# Vectorization of the title of the items from meta datasets
The idea of our design is to vectorize the title (and maybe later descriptions after proper processing of the text in that field) to compare the query vector with these vectors and find the closest items to user query. 

[Query and items vectorizer](https://huggingface.co/sentence-transformers/all-mpnet-base-v2) that I used here is the sentence embedding model which is the fine-tuned version of microsoft Mpnet. After vectorization, I index the vectors with [Faiss](https://github.com/facebookresearch/faiss) which is a library for efficient similarity search and clustering of dense vectors.
Finally I saved the vectors and indeces to `vectorized_texts_v2.pkl` and `faiss_index_v2.bin`, respectively. 

In [34]:
import pandas as pd
import numpy as np
import faiss
from transformers import MPNetModel, MPNetTokenizer
from sentence_transformers import SentenceTransformer
import torch
from tqdm.auto import tqdm

tqdm.pandas()

In [35]:
df = pd.read_csv('data/all_beauty_meta_amazon.csv', usecols=['parent_asin','title','description'])

In [36]:

# Ensure CUDA is available for PyTorch
assert torch.cuda.is_available(), "CUDA is not available. Please check your PyTorch installation and GPU settings."

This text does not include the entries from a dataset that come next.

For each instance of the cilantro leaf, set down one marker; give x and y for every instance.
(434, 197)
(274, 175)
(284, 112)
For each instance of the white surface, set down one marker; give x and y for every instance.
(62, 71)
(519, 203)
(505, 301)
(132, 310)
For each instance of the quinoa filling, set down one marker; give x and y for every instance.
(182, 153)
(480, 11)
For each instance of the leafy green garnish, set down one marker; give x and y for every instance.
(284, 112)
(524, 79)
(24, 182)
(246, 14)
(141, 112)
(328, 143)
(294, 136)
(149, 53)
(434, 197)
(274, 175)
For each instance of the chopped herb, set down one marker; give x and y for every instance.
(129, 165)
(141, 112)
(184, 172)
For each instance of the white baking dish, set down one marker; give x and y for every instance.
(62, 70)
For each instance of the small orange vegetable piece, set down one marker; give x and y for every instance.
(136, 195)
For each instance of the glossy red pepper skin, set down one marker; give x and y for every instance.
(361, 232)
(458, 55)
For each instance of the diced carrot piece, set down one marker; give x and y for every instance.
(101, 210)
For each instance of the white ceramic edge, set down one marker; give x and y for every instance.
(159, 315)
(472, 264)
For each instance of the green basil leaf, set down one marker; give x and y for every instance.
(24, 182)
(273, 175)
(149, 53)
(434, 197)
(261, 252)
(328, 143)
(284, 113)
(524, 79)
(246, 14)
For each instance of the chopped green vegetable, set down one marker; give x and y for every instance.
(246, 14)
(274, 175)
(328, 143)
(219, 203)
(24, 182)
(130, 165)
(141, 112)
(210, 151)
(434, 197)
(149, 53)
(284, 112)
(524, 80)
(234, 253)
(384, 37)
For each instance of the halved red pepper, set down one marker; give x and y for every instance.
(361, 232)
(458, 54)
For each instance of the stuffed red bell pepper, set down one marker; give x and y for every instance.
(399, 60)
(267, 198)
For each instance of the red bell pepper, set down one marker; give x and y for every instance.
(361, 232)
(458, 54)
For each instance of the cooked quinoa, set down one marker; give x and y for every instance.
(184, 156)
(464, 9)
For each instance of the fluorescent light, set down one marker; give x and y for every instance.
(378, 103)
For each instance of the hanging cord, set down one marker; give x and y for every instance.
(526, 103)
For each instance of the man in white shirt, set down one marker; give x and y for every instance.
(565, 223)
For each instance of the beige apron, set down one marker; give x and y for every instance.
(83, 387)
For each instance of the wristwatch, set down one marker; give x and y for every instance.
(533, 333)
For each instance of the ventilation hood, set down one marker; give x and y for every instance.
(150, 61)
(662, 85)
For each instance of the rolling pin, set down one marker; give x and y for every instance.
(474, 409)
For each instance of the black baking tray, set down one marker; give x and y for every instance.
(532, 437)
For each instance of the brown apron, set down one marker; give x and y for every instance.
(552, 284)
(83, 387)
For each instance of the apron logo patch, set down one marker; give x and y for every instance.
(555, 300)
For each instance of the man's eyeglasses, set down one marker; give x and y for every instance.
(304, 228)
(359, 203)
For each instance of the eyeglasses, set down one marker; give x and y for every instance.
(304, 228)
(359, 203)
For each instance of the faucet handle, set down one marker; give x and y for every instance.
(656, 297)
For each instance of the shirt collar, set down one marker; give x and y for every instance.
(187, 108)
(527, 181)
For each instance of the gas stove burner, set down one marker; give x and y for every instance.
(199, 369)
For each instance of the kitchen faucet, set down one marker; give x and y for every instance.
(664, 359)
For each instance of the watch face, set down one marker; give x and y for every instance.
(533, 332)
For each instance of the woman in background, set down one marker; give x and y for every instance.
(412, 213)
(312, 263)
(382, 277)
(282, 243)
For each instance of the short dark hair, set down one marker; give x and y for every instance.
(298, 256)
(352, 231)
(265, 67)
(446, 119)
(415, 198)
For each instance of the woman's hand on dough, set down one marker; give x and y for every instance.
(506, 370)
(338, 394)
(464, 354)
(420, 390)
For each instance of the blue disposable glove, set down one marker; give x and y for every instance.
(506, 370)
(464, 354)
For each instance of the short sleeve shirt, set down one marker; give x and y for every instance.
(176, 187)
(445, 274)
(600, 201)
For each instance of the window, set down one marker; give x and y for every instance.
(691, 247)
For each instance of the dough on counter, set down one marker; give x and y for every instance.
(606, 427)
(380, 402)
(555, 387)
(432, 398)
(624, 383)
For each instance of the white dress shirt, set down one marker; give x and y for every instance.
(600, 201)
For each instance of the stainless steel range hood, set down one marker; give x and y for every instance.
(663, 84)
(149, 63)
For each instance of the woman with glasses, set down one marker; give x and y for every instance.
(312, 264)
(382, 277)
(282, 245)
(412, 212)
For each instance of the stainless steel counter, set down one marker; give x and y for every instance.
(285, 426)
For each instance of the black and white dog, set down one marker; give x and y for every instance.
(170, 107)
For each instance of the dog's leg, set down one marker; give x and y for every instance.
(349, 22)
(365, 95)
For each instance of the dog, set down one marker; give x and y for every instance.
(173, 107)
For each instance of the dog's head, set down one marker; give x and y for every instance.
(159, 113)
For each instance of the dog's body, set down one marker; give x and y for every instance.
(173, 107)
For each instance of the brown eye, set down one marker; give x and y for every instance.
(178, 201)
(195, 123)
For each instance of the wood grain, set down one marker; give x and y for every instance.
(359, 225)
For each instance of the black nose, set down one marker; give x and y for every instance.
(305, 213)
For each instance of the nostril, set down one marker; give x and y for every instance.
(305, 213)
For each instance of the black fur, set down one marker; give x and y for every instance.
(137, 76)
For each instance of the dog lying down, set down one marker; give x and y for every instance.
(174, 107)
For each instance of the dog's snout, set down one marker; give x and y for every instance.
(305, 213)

# Batch encoding function with GPU acceleration
def encode_texts_in_batches_gpu(texts, batch_size=32):
    tokenizer = MPNetTokenizer.from_pretrained('sentence-transformers/all-mpnet-base-v2')
    model = MPNetModel.from_pretrained('sentence-transformers/all-mpnet-base-v2').cuda()  # Move model to GPU
    model.eval()  # Evaluation mode

    all_embeddings = []
    
    for i in tqdm(range(0, len(texts), batch_size), desc="Encoding Texts"):
        batch_texts = texts[i:i + batch_size]
        encoded_input = tokenizer(batch_texts, padding=True, truncation=True, max_length=128, return_tensors='pt').to('cuda')
        
        with torch.no_grad():
            model_output = model(**encoded_input)
        embeddings = model_output.last_hidden_state.mean(dim=1).cpu().numpy()  # Move embeddings back to CPU
        all_embeddings.extend(embeddings)
    
    return np.array(all_embeddings)

# Vectorize texts
# Assuming the correct column name is 'text'
texts = df['title'].astype(str).tolist()

# Proceed with encoding and other operations
df['vector'] = list(encode_texts_in_batches_gpu(texts))

# Continue with the rest of your operations


# Saving DataFrame with vectors
df.to_pickle("vectorized_texts_v2.pkl")

# Faiss index creation and saving
d = df['vector'].iloc[0].shape[0]  # Dimension of vectors
index = faiss.IndexFlatL2(d)
index.add(np.vstack(df['vector'].values))
faiss.write_index(index, "faiss_index_v2.bin")

Encoding Texts: 100%|██████████| 3519/3519 [02:37<00:00, 22.40it/s]